Abstract 31: Esomeprazole Improves Blood Pressure, Intrauterine Growth, Inflammation, And Vascular Function During Placental Ischemia Through Inhibition Of NLRP3

Abstract

Preeclampsia (PE), a multisystem hypertensive disorder of pregnancy is characterized by intrauterine growth restriction (IUGR), inflammation, and vascular dysfunction. NLRP3 inflammasome is a cytoplasmic complex that mediates inflammation and is implicated in CVD. Clinical studies show an association between PE and increased placental NLRP3 expression. We hypothesized that inhibition of NLRP3 using (1) a specific NLRP3 small molecule inhibitor, MCC950 (M9, 20 mg/kg/d, i.p.) or (2) esomeprazole (ESO, 3.5 mg/kg/d, oral), a therapeutic that is safe in pregnancy, would improve MAP, inflammation, IUGR, and vascular dysfunction in the reduced uterine perfusion pressure (RUPP) rat model of placental ischemia. Sham (S) or RUPP surgery was performed in pregnant Sprague Dawley rats on gestation day (GD) 14. A subset of rats from both groups received either vehicle, M9, or ESO on GD14-19 (n=9/group). On GD18, Uterine Artery Resistance Index (UARI) was measured via Doppler Ultrasound. MAP, fetal, and placental weight were measured, and blood and tissues were processed for additional analyses on GD19. MAP (mmHg) was elevated in RUPP (133±1) vs S (108±2; p<0.05).
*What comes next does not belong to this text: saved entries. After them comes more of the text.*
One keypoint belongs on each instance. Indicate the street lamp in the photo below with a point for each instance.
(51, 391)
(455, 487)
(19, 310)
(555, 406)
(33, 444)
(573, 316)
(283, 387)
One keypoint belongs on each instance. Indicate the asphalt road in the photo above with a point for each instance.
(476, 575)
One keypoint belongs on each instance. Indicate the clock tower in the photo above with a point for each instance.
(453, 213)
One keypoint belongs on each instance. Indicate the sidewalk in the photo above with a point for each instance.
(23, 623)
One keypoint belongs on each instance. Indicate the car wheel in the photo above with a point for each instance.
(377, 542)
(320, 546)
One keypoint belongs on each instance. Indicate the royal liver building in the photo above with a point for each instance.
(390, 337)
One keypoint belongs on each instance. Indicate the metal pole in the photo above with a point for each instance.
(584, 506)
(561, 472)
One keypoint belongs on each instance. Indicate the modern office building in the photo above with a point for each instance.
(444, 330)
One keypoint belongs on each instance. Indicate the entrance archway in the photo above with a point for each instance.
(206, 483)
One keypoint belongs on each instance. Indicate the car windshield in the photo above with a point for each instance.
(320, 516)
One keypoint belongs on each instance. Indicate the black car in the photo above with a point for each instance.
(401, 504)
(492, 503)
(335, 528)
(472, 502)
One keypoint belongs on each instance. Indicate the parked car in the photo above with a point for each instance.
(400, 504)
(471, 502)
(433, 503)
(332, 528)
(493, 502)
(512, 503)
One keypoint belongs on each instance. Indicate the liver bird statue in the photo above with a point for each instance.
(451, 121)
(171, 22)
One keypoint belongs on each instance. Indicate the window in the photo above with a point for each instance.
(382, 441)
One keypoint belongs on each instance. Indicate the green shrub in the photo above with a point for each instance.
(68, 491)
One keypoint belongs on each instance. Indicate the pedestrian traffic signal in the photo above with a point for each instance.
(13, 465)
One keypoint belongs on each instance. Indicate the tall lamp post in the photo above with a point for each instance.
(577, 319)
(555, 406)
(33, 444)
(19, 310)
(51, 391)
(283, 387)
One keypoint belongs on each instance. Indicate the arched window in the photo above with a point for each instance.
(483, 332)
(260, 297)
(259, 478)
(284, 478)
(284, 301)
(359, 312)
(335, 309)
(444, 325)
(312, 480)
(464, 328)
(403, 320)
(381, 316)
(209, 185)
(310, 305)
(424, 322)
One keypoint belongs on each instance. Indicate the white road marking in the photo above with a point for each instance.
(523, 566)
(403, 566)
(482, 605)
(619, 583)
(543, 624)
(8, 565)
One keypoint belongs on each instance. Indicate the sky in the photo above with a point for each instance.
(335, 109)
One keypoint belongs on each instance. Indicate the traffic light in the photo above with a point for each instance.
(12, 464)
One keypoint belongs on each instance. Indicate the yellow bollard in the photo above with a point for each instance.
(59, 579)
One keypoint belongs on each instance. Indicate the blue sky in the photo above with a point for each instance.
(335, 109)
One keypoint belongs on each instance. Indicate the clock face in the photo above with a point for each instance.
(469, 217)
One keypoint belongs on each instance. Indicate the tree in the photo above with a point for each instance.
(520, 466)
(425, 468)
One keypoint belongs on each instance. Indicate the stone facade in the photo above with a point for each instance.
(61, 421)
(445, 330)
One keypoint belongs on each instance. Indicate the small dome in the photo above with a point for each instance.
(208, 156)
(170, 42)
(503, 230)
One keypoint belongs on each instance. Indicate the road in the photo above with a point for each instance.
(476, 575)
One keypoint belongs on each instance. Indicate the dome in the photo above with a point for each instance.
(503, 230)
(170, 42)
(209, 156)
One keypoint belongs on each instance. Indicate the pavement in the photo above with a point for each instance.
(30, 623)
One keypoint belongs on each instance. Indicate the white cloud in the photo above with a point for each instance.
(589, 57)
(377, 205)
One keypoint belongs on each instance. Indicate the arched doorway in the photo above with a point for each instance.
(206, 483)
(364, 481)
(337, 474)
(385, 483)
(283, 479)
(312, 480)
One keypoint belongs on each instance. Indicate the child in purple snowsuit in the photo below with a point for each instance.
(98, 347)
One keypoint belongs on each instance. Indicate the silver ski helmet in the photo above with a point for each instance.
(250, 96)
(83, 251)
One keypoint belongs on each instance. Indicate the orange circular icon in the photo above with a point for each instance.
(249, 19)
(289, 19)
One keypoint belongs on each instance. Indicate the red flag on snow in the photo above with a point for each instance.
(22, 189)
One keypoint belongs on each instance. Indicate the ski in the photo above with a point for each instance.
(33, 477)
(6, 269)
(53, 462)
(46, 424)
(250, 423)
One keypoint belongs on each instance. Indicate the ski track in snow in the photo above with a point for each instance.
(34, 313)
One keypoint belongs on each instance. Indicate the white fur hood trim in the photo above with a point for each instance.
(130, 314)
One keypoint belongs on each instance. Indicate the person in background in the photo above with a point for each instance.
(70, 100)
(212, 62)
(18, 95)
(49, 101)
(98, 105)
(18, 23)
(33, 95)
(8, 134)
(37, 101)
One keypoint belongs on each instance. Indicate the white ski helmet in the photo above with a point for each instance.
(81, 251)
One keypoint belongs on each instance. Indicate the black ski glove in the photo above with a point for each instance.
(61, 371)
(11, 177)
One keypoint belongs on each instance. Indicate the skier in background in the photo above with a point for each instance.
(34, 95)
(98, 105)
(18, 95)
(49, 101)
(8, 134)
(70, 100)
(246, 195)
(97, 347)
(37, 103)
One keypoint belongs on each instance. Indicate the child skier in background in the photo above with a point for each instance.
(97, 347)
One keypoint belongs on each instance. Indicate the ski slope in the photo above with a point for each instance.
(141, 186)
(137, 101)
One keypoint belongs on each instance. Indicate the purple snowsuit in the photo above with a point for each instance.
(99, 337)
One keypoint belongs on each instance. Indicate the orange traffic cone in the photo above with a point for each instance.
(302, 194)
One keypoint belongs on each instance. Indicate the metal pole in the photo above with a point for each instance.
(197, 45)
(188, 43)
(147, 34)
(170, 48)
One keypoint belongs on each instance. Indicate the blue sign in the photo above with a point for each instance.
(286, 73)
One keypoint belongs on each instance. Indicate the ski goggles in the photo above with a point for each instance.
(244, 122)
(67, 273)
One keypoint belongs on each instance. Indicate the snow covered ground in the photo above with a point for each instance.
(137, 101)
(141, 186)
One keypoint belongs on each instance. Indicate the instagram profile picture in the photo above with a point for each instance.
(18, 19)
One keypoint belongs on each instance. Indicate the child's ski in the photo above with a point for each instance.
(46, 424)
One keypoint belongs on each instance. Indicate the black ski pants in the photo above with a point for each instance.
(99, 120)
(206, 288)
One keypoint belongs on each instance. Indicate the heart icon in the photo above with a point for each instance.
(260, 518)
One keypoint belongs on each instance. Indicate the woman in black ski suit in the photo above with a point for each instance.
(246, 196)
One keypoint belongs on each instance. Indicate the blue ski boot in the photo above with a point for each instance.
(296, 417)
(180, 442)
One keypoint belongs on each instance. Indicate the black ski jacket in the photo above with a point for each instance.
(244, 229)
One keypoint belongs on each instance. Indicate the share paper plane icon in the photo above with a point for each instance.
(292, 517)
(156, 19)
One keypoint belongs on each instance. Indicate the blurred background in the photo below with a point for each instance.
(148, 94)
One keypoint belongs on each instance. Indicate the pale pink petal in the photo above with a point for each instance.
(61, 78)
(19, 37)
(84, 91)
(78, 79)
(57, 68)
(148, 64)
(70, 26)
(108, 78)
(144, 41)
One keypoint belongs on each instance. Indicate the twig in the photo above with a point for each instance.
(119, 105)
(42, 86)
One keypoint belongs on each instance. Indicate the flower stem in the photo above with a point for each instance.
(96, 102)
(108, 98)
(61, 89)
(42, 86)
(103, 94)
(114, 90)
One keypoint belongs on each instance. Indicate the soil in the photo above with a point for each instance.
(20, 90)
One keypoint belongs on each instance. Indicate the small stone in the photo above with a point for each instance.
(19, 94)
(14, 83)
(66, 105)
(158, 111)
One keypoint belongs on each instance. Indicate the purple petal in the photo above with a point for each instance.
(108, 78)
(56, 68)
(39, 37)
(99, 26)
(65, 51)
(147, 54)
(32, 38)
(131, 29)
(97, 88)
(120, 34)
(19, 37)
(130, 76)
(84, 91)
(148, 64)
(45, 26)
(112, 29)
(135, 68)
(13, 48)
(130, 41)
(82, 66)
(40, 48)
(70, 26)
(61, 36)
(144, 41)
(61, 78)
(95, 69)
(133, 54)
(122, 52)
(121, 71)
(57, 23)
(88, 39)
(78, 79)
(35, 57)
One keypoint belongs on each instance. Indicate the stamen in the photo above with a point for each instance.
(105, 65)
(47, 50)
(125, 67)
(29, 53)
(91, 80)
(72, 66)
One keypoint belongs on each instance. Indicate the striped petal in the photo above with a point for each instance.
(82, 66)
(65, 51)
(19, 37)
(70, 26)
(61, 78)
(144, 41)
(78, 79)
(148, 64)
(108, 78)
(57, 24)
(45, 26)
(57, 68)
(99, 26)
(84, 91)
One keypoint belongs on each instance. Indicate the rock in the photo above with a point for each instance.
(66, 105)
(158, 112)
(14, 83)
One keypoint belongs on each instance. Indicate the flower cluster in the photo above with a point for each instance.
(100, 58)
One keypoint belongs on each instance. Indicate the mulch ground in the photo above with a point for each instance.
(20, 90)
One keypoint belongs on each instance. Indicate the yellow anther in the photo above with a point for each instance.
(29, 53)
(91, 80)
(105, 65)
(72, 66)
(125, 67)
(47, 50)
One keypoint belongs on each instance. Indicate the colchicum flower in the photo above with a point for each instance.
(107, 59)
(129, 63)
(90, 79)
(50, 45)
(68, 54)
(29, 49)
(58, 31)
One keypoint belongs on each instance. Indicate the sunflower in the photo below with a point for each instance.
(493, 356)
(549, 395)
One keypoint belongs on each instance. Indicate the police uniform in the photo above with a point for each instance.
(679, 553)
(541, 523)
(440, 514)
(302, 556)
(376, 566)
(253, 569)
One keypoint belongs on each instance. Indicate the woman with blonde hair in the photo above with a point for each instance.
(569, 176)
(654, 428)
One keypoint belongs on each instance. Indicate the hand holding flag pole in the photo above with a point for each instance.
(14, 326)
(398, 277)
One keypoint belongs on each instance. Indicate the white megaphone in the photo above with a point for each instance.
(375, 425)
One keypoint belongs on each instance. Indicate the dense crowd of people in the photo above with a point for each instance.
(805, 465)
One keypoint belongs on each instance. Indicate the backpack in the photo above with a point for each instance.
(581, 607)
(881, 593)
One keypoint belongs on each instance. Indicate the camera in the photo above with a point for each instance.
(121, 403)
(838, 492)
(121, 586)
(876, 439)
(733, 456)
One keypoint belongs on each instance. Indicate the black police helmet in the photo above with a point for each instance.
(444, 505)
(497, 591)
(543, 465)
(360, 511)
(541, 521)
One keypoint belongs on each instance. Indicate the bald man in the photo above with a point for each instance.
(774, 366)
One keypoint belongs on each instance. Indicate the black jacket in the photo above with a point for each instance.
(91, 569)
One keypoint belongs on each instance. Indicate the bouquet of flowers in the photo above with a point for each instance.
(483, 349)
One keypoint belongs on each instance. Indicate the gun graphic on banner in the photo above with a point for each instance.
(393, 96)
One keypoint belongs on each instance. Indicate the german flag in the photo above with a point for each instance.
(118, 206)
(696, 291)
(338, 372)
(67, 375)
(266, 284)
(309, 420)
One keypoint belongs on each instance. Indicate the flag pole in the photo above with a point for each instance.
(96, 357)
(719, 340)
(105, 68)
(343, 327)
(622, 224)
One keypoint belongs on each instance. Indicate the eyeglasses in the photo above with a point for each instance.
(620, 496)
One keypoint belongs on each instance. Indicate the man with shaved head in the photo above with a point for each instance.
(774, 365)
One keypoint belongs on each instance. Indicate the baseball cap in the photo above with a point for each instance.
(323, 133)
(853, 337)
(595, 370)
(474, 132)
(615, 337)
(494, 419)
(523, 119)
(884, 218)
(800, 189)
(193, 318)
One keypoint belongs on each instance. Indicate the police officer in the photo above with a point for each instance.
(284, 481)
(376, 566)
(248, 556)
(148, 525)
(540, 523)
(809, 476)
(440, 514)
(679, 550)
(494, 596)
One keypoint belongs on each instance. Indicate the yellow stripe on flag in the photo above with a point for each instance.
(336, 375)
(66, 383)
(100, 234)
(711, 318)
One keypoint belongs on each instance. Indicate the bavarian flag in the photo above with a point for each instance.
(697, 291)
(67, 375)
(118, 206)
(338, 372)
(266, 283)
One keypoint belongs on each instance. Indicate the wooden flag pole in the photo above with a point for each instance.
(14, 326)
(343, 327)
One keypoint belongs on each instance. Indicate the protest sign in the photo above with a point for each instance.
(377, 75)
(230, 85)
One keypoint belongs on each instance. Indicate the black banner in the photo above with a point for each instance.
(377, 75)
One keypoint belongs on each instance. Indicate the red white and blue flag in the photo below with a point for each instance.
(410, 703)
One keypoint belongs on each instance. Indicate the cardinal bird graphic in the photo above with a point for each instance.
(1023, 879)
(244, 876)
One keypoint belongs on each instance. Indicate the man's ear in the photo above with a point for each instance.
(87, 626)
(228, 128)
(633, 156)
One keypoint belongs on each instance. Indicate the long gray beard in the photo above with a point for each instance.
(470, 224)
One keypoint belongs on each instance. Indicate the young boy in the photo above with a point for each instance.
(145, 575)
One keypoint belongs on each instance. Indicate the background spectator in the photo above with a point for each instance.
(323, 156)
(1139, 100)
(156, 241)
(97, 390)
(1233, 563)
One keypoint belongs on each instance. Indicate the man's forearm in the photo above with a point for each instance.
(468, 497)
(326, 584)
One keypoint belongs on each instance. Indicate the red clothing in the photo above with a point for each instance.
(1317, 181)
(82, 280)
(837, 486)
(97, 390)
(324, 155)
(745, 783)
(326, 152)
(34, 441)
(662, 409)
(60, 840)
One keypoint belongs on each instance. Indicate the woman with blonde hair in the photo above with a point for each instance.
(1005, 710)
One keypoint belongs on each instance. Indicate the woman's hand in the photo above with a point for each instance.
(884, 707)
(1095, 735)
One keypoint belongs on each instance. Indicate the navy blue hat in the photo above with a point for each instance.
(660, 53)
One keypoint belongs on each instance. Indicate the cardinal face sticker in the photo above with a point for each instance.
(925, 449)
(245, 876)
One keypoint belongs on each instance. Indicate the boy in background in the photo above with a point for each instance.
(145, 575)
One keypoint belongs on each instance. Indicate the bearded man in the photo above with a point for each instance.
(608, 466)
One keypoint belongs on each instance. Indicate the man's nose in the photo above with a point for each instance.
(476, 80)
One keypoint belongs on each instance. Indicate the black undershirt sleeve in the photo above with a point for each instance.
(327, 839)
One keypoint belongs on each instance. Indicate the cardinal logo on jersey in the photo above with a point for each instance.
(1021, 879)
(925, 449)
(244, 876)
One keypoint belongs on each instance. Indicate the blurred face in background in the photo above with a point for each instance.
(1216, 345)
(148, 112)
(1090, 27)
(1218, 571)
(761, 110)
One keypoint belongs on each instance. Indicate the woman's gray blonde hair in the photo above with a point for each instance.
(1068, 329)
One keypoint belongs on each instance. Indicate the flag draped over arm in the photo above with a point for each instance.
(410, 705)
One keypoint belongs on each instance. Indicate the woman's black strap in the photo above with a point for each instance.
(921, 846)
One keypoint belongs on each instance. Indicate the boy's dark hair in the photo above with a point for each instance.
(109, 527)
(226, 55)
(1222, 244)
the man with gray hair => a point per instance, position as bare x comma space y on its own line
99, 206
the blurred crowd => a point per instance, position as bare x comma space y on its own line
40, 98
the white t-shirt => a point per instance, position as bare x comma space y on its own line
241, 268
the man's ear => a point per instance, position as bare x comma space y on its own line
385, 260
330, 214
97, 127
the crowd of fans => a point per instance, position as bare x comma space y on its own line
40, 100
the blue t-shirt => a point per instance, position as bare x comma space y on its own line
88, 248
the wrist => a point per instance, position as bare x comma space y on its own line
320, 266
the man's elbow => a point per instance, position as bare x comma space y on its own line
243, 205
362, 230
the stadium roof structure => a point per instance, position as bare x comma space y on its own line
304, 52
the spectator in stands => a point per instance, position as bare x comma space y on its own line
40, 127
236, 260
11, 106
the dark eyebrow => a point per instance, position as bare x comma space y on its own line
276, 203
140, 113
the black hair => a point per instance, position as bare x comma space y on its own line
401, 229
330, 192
Treatment with M9 or ESO in RUPP decreased MAP (111±1 and 115±3, respectively; p<0.05 vs RUPP). Fetal weight (g) was reduced in RUPP (2.1±0.04) vs S (2.4±0.05), and ESO normalized fetal weight (2.4±0.01; p<0.05 vs RUPP). Placental NLRP3 mRNA expression increased 5-fold in RUPP vs S (p<0.05); and was less than 2 fold in M9 and ESO treated RUPP rats (p<0.05 vs RUPP). Inflammatory T-helper 17 and cytolytic NK cells, evaluated by flow cytometry, were increased in the circulation, placenta, and kidney of RUPP vs S controls. Treatment with M9 or ESO normalized both cell populations in all tissues (p<0.05 vs RUPP). UARI was increased in RUPP (0.71±0.03) versus S (0.56±0.01; p<0.05) and was decreased to 0.48±0.01 in M9 and 0.61±0.03 in ESO-treated RUPPs (p<0.05 vs RUPP). Renal vascular resistance (mmHg/mL/min/g) was increased in RUPP (42±8) vs S (23±4, p<0.05) and was normalized to 26±3 after treatment with M9 (p<0.05 vs RUPP). These data implicate NLRP3 in mediating inflammation and vascular dysfunction to cause maternal HTN and IUGR in RUPP; and identify NLRP3 as a potential target and ESO as a potential therapeutic for PE.